To really listen to God, one needs to shut down all possible distractions, turn off the radio, the mobile phone, the television, put the book down, and leave ones ideas, plans and past memories to one side, something l find very difficult to achieve, hence, my comment at the beginning. One should ‘simply observe what goes on in your mind andemotions as you sit there’.*2.
Again, some people may find this difficult to accomplish. One way of possibly explaining it, was contained in a talk given by Jean Vanier in Leeds, October 2005*3.
In it, he describes at one point, how a wife, who has severe dementia and is completely reliant upon her husband for everything, suddenly has a period of, for want of a better word, normality, and thanks the husband for all that he has done and is doing for her, before relapsing back into the confused world that she lives in.
Can L’oraison, when we really listen to what God is saying to us, be like the woman’s period of lucidity before sinking back into another world? I don’t know, but that possible explanation makes sense to me. After L’oraison, one may notice that you are more keenly aware of something, for example, that there is some hope in solving a particular problem, or become convinced about a particular action one should take.
The L’oraison at St. Anne’s was overseen by a large picture of John Henry Newman, not the one used in the recent Oblate Connections No 45, but one when he was much younger, when he would have been preaching at the St. Anne’s site in 1849 and possibly meeting Eugene de Mazenod when he visited Birmingham the following year.

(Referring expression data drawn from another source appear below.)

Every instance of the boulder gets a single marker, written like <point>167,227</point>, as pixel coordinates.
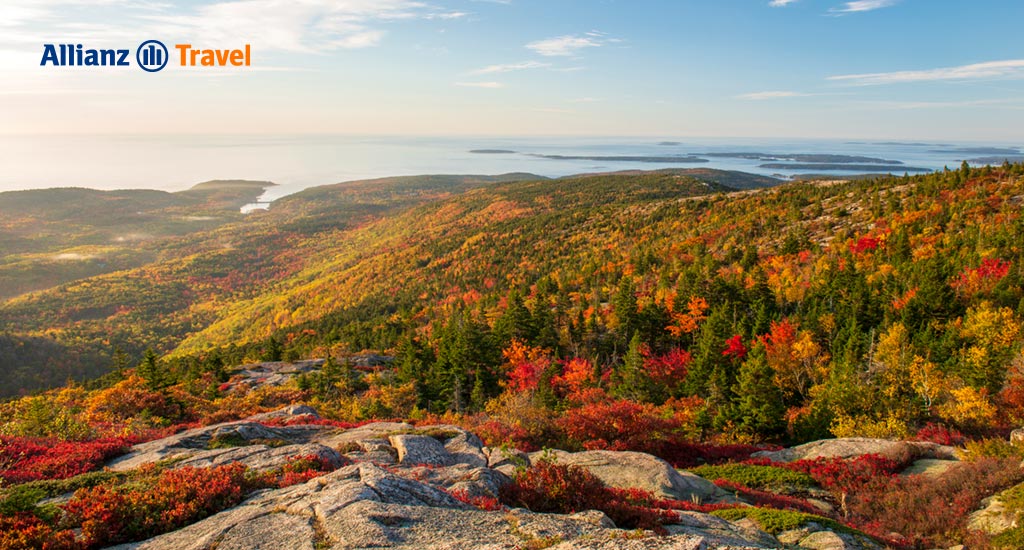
<point>196,442</point>
<point>994,517</point>
<point>260,457</point>
<point>627,470</point>
<point>854,447</point>
<point>421,450</point>
<point>293,412</point>
<point>929,467</point>
<point>723,532</point>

With that picture and the Blessed Sacrament exposed behind him, l wondered what thoughts were passing through those Friends of St. Eugene sitting there in the silence of a dark and chilly December evening. What, if anything, had God said to them. Was it all locked away? How would it express itself in what they did and how they acted in the celebratory ‘bring and share’ meal that would follow afterwards. As has been said ‘Learning to hear God, that is really hear, is an on going process’*4. I for one, feels that the journey may well have started, it still has a very long way to go.
–John Curtin
Footnotes 1, 2 and 4 from “Complete Idiots Guide to Prayer by Mark Galli and James S Bell”.
Footnote 3 Recorded at Corpus Christi Church, Halton Moor, Leeds 18th October 2005.